In a dramatic shift on Monday, gold and silver prices plummeted as the unprecedented rally in precious metals came to an abrupt halt, sending shockwaves through global equity markets. Early trading in London showed gold prices down by 7 percent, settling at $4,538 per troy ounce, while silver experienced an even more significant decline of 13 percent, falling to $74. These downward trends, which began late last week, marked a stark contrast to the metals’ recent surge, driven by geopolitical tensions and concerns regarding the US Federal Reserve’s independence.
The market response was influenced by Donald Trump’s recent nomination of Kevin Warsh, a former Fed governor, as the next chair of the US central bank. This announcement appeared to assuage fears that Trump’s successor would pressure the Fed into aggressive interest-rate cuts, allowing investors to reassess their positions in safe-haven assets. As precious metals took a hit, Asian stock markets similarly faltered, burdening shares of gold and silver mining companies.
The declines extended beyond precious metals, as prices for industrial metals such as copper and aluminum also fell by approximately 3 percent. South Korea’s Kospi Index led the downturn in Asia with a significant 5.3 percent drop, while Hong Kong’s Hang Seng Index was down 2.6 percent. In the United States, futures tracking both the S&P 500 and Nasdaq 100 experienced declines of 1.4 and 1.8 percent, respectively, and the Stoxx Europe 600 futures decreased by 0.9 percent.
Market analysts noted that the slide in equity prices was exacerbated by investors who had taken leveraged positions in gold and silver and were now compelled to liquidate other assets to maintain their margin requirements. Hao Hong, chief investment officer of Lotus Asset Management, commented, “People are selling the high flyers to raise cash,” emphasizing the impact of margin calls on the broader market.

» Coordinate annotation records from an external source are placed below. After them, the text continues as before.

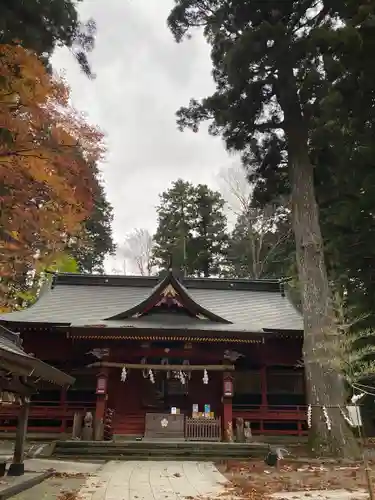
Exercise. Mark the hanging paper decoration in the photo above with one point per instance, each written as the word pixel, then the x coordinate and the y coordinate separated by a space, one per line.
pixel 165 361
pixel 309 416
pixel 327 419
pixel 144 371
pixel 186 362
pixel 347 418
pixel 357 397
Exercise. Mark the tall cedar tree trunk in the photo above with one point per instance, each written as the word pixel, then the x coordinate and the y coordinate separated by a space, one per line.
pixel 324 383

CME Group, the leading operator of derivatives exchanges globally, increased margin requirements for gold and silver futures on Friday, a move triggered by the steep declines observed in the metals’ prices. This increase necessitated that investors utilizing leverage either top up their margins or liquidate positions. Prashant Bhayani, chief investment officer for Asia at BNP Paribas Wealth Management, pointed out, “Those margin changes have to have an impact [on asset prices] in the short term.”
Investors previously driving the rally had been compelled by rising demand from private investors, who opted for exchange-traded funds and physical bullion as a safeguard against swelling fiscal expenditures in developed economies and related geopolitical uncertainties. Raymond Cheng of Standard Chartered expressed an optimistic view, stating that gold trading at $4,650 was a prime opportunity for investment amidst growing uncertainty in government spending in the United States. He emphasized that the “Trump risk premium” remains relevant, suggesting that the former president’s fiscal policies would likely continue to be expansionary regardless of the Fed chair.
The fallout from falling precious metal prices significantly impacted South Africa’s stock market, heavily reliant on the mining sector, which saw losses of up to 6.8 percent. Notably, shares of Newmont Corporation, a prominent gold mining company listed in Australia, plunged by 10 percent, while shares of Zijin Gold International decreased by over 8 percent. Bhayani likened the current corrections in the market to the behavior of so-called “meme stocks,” arguing that markets which rise as sharply as they did rarely correct without significant volatility.
In currency markets, the dollar saw a slight increase of 0.2 percent against a basket of major trading partners, while yields on 10-year US Treasuries fell by 0.02 percentage points to 4.21 percent, indicating a shift in investor sentiment as bond yields moved inversely to prices.